The village of Perevi is simmering under unusually sunny skies for early November. Along the steep rocky paths, pigs forage freely as burly horses arch their backs lugging logs up the hill. This is the ordinary choreography of rural life in Georgia. Only this is no ordinary place.

Until recently, Perevi (pop. ca. 1,100) was the only village controlled by Russian troops on Georgian soil, in violation of the Medvedev-Sarkozy accords that put an end to the conflict in August 2008.

On 18 October, Moscow finally pulled its soldiers from the checkpoint at the entrance to the village, redeploying them a few hundred yards back, in South Ossetia, the breakaway region that proclaimed its independence after that war. An odd sort of independence under the aegis of Moscow: crossing a bridge to enter the area, you come upon two flags, the Ossetian and the Russian flag, at the foot of a checkpoint.
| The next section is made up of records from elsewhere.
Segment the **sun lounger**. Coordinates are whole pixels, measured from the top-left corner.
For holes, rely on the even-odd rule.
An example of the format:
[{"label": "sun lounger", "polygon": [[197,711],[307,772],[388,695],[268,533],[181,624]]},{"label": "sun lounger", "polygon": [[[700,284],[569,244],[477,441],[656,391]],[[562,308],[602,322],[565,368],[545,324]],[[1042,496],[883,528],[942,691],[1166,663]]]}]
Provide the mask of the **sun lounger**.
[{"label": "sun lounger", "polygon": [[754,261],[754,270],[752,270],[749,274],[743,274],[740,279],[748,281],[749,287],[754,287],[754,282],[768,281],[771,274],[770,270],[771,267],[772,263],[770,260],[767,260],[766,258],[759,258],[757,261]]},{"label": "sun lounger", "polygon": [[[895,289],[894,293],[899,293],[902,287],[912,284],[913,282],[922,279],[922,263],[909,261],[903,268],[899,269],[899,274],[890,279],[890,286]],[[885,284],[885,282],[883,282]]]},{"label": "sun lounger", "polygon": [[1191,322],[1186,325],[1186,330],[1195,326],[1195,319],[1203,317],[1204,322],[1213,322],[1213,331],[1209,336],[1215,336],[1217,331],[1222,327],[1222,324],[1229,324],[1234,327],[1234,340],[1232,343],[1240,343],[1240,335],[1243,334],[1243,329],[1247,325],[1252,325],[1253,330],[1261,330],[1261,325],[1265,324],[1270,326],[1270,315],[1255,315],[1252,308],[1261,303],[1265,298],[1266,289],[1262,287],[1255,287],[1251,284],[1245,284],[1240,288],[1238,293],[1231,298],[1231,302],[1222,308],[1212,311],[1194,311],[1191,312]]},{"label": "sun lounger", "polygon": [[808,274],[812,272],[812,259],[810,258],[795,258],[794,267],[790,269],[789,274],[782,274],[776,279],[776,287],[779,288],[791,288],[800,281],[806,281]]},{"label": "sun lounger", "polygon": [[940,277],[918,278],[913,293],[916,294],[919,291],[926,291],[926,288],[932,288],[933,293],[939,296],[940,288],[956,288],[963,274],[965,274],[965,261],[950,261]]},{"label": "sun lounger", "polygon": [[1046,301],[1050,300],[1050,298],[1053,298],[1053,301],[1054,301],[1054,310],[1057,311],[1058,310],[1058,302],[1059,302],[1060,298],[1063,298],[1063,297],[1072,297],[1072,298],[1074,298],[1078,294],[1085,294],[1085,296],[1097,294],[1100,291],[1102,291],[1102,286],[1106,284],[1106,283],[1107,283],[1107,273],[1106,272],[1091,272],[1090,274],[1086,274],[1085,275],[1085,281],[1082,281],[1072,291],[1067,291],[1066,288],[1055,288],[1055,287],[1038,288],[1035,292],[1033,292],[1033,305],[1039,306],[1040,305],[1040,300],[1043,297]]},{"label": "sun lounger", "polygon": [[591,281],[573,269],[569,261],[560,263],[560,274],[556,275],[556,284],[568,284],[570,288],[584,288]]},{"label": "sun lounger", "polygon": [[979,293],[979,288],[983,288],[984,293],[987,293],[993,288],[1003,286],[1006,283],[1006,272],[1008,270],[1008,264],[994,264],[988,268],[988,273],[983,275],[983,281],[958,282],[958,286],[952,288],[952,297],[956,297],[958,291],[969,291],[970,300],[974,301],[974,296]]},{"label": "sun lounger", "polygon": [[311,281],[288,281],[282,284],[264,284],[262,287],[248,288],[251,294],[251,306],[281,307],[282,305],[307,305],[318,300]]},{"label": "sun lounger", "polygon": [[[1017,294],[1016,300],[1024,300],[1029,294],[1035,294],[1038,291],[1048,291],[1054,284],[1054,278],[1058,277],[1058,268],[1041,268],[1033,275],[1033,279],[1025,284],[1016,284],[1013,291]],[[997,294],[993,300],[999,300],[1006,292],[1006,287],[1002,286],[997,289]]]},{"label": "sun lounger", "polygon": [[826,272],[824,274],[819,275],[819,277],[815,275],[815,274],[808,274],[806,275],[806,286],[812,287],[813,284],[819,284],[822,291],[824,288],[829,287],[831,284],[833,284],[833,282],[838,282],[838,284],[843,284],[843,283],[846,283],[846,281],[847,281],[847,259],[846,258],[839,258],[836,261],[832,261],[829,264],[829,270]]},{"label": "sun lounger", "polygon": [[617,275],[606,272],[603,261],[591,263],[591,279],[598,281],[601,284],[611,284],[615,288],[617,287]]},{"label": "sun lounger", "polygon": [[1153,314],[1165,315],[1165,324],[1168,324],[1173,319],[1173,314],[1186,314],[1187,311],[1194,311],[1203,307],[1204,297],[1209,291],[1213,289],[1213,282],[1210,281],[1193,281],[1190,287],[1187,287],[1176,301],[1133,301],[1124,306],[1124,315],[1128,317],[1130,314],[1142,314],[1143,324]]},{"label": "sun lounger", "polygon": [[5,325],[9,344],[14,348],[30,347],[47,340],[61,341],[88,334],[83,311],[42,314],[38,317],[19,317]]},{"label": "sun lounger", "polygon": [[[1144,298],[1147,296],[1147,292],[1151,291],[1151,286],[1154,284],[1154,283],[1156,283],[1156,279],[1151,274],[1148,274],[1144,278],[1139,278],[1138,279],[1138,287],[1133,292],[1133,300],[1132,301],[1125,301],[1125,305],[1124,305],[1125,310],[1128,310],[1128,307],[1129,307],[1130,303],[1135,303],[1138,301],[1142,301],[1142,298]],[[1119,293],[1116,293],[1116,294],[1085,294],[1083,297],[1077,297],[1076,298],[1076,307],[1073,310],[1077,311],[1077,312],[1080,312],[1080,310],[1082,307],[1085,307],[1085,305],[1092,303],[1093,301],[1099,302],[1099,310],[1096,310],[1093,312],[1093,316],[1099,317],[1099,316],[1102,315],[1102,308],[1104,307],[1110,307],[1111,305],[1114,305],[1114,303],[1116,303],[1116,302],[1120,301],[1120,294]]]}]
“Perevi was of interest to the Russians, guaranteeing them a direct route between two of their army camps,” explains Georgios Papaioannou as we follow him down the narrow streets of the village. This Greek naval officer is the head of theEuropean Union Monitoring Mission in Georgia (EUMM) in the district of Sachkhere, a three-hour drive from the Georgian capital, Tbilisi. Since 18 October, he has been making weekly visits to Perevi to assess the situation. The locals are now familiar with his blue beret.

Started up in October 2008, the EUMM is an unprecedentedEuropean civil mission comprising 300 staff, who are tasked with making sure the six-point peace plan is being properly implemented. Its patrols establish contact with the local Georgian authorities and the people living along the administrative dividing line. The Russians and Ossetians, on the other hand, won’t let them cross the border here – just as in [the other breakaway region of] Abkhazia. Moscow has deployed 3,600 troops in each of the two separatist regions.

We don’t venture into the woods much to gather nuts and berries.”

Standing by the fence in front of her house, Lola Makasarachvili (46) assures us there have been no incidents to report here. "We’ve never been bothered by the Russians. The only problem is getting around: they are constantly checking our papers.” She says locals remain wary even after the Russian retreat. "We don’t venture into the woods much to gather nuts and berries.” Another villager, Vladimir Beridze (70), sums up a widespread sentiment: "The Russian presence did have one saving grace: it kept the Ossetians away,” he says, holding a plastic bottle of homebrewed chacha, traditional Georgian brandy.

Down in Tbilisi, the government are glad the Russians have pulled back, though careful not to blow the event out of proportion. "The withdrawal from Perevi is a step in the right direction, but that only makes up 1% of the occupied territory,” stresses deputy foreign minister Giga Bokeria. “We have no illusions. We won’t be able to make the problems go away just like that.” For a long time, Moscow used Perevi as a bargaining chip in talks with the West. The first time around, Russian soldiers left in December 2008 – only to return 24 hours later.

Thus far, the withdrawal has not resolved all the mobility problems. Some Ossetian children attend the village school, while some of the villagers want to travel freely to South Ossetia to see their relatives or sell their produce. The Russians check everyone coming through and sometimes refuse to let certain loads through. "After the war, you couldn’t be carrying more than 30 kg at most,” explains district police chief Vassili Bakhturidze.

No serious shooting since 2009

Since the spring of 2009, the situation has been calm along the administrative boundary. All told, 140 shots have been reported in 2010, but most were celebration shots or firing practice. “The conflict is at a standstill for the time being,” reckons German diplomat and EUMM chief Hansjörg Haber. “We’ve stabilised the situation, but in the long run this mission will not be enough. A political strategy is needed.” Otherwise, the EUMM will be stuck there for many long years. But the ongoing talks in Geneva between the parties involved are hardly making any headway. Russia would like to appear as a mediator there alongside the EU, though in fact it is a party to the conflict.

The refugee issue remains a major preoccupation, especially in the district of Akhalgori, which fell into the hands of the South Ossetian militia during the war. “All in all, 30,000 Georgians fled South Ossetia. None of them have come back,” observes Hansjörg Haber. “From time to time, some of them go to Akhalgori just to check on their houses, but they take off again very fast. The security is insufficient.”

This district was previously inhabited by Georgians for the most part, but once cut off from Tbilisi’s authority, it was deserted in the wake of looting and threats. Some 5,000 residents, out of a total of 7,000, sought refuge in other parts of Georgia.